"He still looks at you like that."
"Only when I'm dressed up. Which is why I intend to be dressed up for the rest of my life." She adjusts her veil in the mirror. "So. Is it serious? You and the mountain man?"
The question catches me off guard. "It's been four days, Yas."
"That's not an answer."
"I don't know what it is yet. We're figuring it out."
Yasmine turns to face me fully. "Do you want it to be serious?"
Yes. The word rises up so fast it almost escapes. I swallow it down.
"I want to see where it goes. He's... different. From anyone I've dated before."
"Different how?"
"He doesn't fold." I meet her eyes in the mirror. "When I push, he pushes back.
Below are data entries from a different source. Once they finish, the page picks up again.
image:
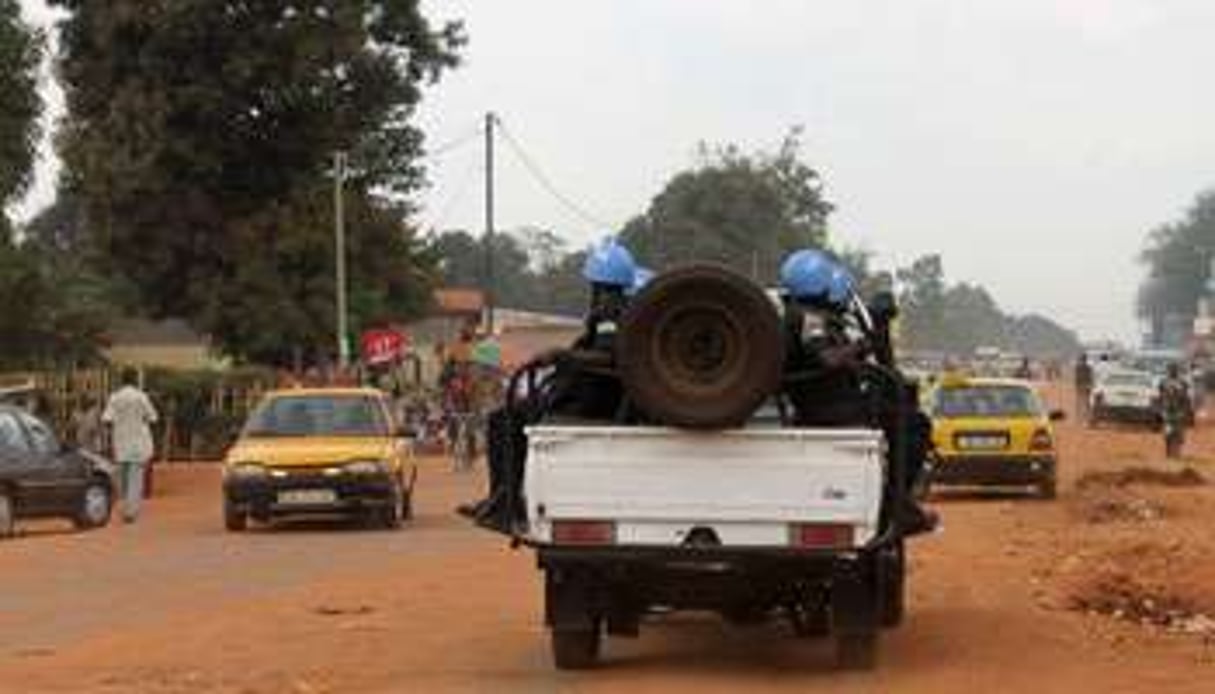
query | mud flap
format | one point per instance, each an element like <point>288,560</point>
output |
<point>855,603</point>
<point>568,601</point>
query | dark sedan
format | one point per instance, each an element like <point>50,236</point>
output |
<point>41,478</point>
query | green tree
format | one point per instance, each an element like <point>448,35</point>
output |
<point>198,139</point>
<point>21,51</point>
<point>744,210</point>
<point>1177,257</point>
<point>56,312</point>
<point>922,299</point>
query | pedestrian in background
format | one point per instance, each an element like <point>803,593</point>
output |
<point>1083,378</point>
<point>130,415</point>
<point>86,426</point>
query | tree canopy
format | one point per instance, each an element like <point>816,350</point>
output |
<point>21,51</point>
<point>1177,257</point>
<point>199,137</point>
<point>745,210</point>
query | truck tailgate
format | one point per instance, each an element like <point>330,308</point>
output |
<point>749,485</point>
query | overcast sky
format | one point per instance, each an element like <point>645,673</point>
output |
<point>1030,142</point>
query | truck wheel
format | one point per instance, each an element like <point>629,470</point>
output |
<point>95,506</point>
<point>700,347</point>
<point>892,574</point>
<point>576,649</point>
<point>7,514</point>
<point>857,650</point>
<point>235,518</point>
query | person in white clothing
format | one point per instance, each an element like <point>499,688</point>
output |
<point>130,416</point>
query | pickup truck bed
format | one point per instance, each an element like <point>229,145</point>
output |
<point>662,487</point>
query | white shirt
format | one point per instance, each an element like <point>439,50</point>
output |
<point>130,412</point>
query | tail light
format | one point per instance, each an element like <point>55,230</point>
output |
<point>820,535</point>
<point>1041,441</point>
<point>583,532</point>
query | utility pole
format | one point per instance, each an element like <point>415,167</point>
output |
<point>487,288</point>
<point>339,240</point>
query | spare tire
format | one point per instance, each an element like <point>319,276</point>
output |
<point>701,348</point>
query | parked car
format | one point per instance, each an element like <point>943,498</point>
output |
<point>310,451</point>
<point>44,478</point>
<point>992,432</point>
<point>1125,395</point>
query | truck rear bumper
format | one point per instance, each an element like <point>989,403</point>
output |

When I test him, he holds his ground. It's like he sees all the parts of me that scare other people away and he just... isn't scared."
Yasmine's expression softens. "That sounds like exactly what you need."
"Maybe. Or maybe it's just the novelty of it. Four days isn't long enough to know anything real."
"Four days was long enough for me to know Tyler was the one." She squeezes my arm. "Sometimes you just know, Nadia. And fighting it doesn't make you smart. It just makes you lonely."
Before I can respond, the wedding coordinator appears to announce that it's time for final preparations. Yasmine gets swept away in a flurry of last-minute adjustments, and I'm left staring at my reflection and wondering when my little sister got so wise.
The ceremony is beautiful.
Yasmine floats down the aisle like something out of a fairy tale, and Tyler cries when he sees her, which makes everyone else cry, which means I'm dabbing at my eyes with the emergency tissues I stashed in my bouquet.
I find Callum in the crowd, seated near the back in a charcoal suit that makes him look like a CEO or a mob boss or something equally devastating. He's watching me instead of the bride, just like he promised, and the intensity of his gaze makes me forget to pay attention to my sister's vows.
The reception is at the same venue, a seamless transition from ceremony to cocktail hour to dinner. Callum appears at my side the moment the bridal party duties are done, his hand finding the small of my back like it belongs there.
"You look incredible."
"You clean up pretty well yourself." I straighten his already-straight tie just for an excuse to touch him. "How was the ceremony from your end?"
"Boring. I couldn't see you most of the time."
"You were supposed to be watching the bride."
"I was supposed to be a lot of things." His thumb traces circles on my lower back. "I've never been good with instructions."
"Liar. You're excellent at giving instructions. Following them is a different skill set."
"One I'm happy to let you practice later."
Heat pools low in my belly. "Promises, promises."
Dinner is a blur of toasts and courses and conversations with relatives I barely remember. Callum handles it all with the same steady competence he handles everything, charming my aunts and deflecting my father's awkward attempts at interrogation and making my mother laugh with a dry observation about the wine selection.
I keep waiting for something to go wrong. For the other shoe to drop. For the universe to remind me that good things don't last and happiness is just the setup for inevitable disappointment.
But the shoe doesn't drop. The evening unfolds perfectly, full of love and celebration and Callum's warm presence beside me.
Until I go to the bathroom and everything falls apart.